GHCN

This repo sets up a local version of the GHCN historical daily weather (max, min, precipitation) recorded by weather stations around the world.

Please note that while some of the snippets within may be useful in a production environment, this code is meant to be used for demos and experiments, and is not intended to be optimized for high load or scale.

Local provisioning

Ansible is used to provision a 3-node YugabyteDB database cluster.

The command for provisioning a test cluster is: ansible-playbook -i inventory.yml tasks/ghcn.yml

Scenarios

After the cluster is running, various scenarios can be run. Current available scenarios are:

  • Add lookup tables (states, stations, countries, inventory)

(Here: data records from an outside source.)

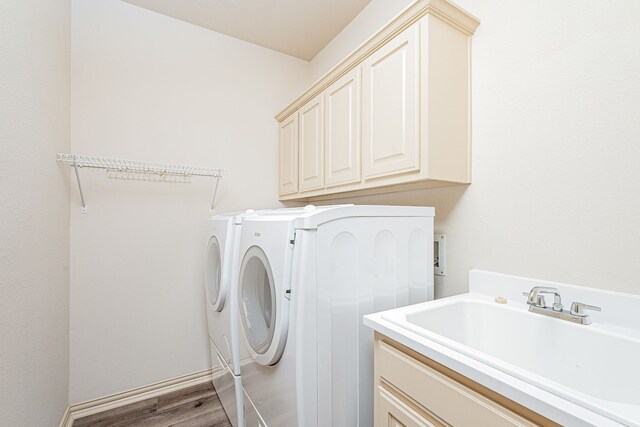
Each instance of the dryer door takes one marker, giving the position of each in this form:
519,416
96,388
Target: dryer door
216,292
262,311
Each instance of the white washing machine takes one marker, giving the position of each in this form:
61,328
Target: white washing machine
306,278
220,276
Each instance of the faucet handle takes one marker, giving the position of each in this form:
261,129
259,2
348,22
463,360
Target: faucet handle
578,308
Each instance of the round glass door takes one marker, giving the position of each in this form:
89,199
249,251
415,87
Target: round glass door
213,274
257,300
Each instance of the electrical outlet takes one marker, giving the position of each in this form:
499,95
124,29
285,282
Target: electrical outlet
439,257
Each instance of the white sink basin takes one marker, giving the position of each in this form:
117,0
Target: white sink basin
582,358
573,374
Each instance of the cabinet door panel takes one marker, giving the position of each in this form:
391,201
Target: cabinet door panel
391,142
312,144
342,130
288,168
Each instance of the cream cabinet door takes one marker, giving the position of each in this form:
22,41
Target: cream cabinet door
342,130
311,122
288,167
390,97
390,411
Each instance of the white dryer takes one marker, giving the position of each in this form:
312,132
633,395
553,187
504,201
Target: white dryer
220,277
306,278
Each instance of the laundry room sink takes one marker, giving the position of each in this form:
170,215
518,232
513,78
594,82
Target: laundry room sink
591,365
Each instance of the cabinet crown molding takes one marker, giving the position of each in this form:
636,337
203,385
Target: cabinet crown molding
442,9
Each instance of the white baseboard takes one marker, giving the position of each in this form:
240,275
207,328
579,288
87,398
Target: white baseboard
90,407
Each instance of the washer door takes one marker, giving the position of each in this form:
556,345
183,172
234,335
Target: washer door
216,292
260,305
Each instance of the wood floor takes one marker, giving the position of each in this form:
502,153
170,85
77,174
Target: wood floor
196,406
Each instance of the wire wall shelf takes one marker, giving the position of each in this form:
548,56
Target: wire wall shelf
139,171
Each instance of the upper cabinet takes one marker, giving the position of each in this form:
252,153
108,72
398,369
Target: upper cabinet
288,147
311,143
395,114
342,130
390,121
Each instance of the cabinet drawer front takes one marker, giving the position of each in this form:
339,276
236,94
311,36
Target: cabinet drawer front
288,167
393,412
342,130
390,131
311,123
453,402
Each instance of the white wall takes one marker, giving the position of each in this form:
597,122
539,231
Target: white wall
145,86
556,182
34,212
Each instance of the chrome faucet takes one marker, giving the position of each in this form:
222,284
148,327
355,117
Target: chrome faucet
537,304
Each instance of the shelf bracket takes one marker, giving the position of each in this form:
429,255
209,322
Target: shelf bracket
215,192
83,209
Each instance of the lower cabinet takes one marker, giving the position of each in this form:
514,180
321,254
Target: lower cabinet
412,390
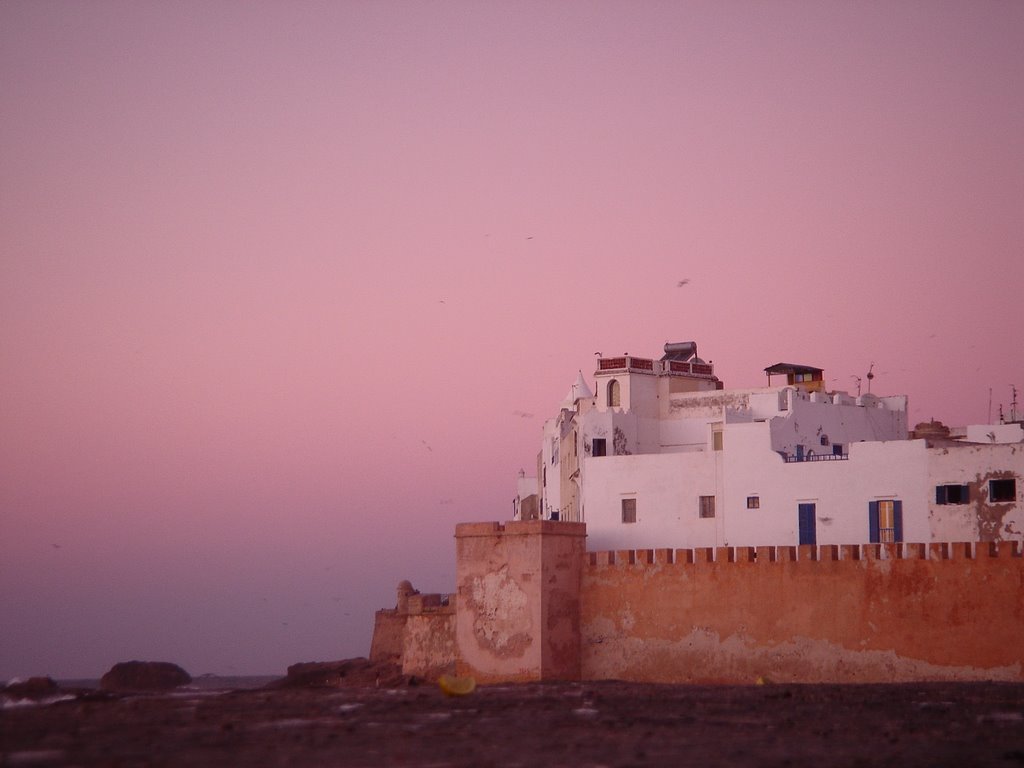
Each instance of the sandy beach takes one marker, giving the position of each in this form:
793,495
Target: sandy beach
552,724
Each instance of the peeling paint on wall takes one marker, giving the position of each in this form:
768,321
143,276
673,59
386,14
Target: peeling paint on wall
988,514
502,621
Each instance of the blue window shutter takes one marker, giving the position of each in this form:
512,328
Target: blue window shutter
808,534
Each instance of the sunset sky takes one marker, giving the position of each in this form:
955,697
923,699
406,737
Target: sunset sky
287,289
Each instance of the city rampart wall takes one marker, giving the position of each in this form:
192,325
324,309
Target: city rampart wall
829,613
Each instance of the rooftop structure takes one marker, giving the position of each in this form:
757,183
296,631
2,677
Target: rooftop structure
660,454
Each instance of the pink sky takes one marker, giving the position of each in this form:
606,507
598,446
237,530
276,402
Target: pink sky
279,281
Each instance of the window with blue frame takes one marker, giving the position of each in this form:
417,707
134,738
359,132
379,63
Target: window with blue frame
885,521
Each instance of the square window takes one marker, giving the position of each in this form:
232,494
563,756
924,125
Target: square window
707,506
1003,491
629,510
952,495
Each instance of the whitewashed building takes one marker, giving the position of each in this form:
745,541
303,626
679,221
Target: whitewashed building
660,455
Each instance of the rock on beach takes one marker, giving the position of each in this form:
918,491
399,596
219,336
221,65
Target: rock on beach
143,676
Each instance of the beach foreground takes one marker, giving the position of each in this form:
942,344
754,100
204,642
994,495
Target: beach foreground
568,724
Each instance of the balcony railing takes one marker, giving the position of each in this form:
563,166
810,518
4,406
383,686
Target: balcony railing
791,459
646,365
622,364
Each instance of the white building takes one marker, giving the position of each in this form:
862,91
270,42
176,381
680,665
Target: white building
662,456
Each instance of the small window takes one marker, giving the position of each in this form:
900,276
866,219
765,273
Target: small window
885,521
613,393
629,510
707,506
1003,491
952,495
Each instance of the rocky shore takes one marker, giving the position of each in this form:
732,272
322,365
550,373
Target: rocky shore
355,714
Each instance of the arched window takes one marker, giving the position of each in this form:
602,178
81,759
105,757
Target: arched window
613,396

Run these python scripts in a virtual environment (e.g., venv) with the required modules:

  • pandas
  • sqlalchemy
  • psycopg2 (or psycopg2-binary for Apple M1)

Prerequisites

  • a copy of yugabytedb (see https://download.yugabyte.com for one option)
  • set the group_vars yb_executable_dir to point to your desired YugabyteDB version
  • set your path to include the bin and postgres/bin folders within your desired YugabyteDB version
  • use set_ips.sh to set local ips for 3 nodes via set_ips.sh (127.0.0.1 - 127.0.0.3)
  • add public ssh key to ~/.ssh/authorized_users file and ssh-add it
  • some of the scenarios assume you've upgraded your bash version to something modern (e.g., 5.2.15)

Customization

If you need to change gflags for YugabyteDB, add the key/value in groups_vars/all and then in the template at tasks/yugabytedb/templates/[tserver.conf.j2|catalog.conf.j2].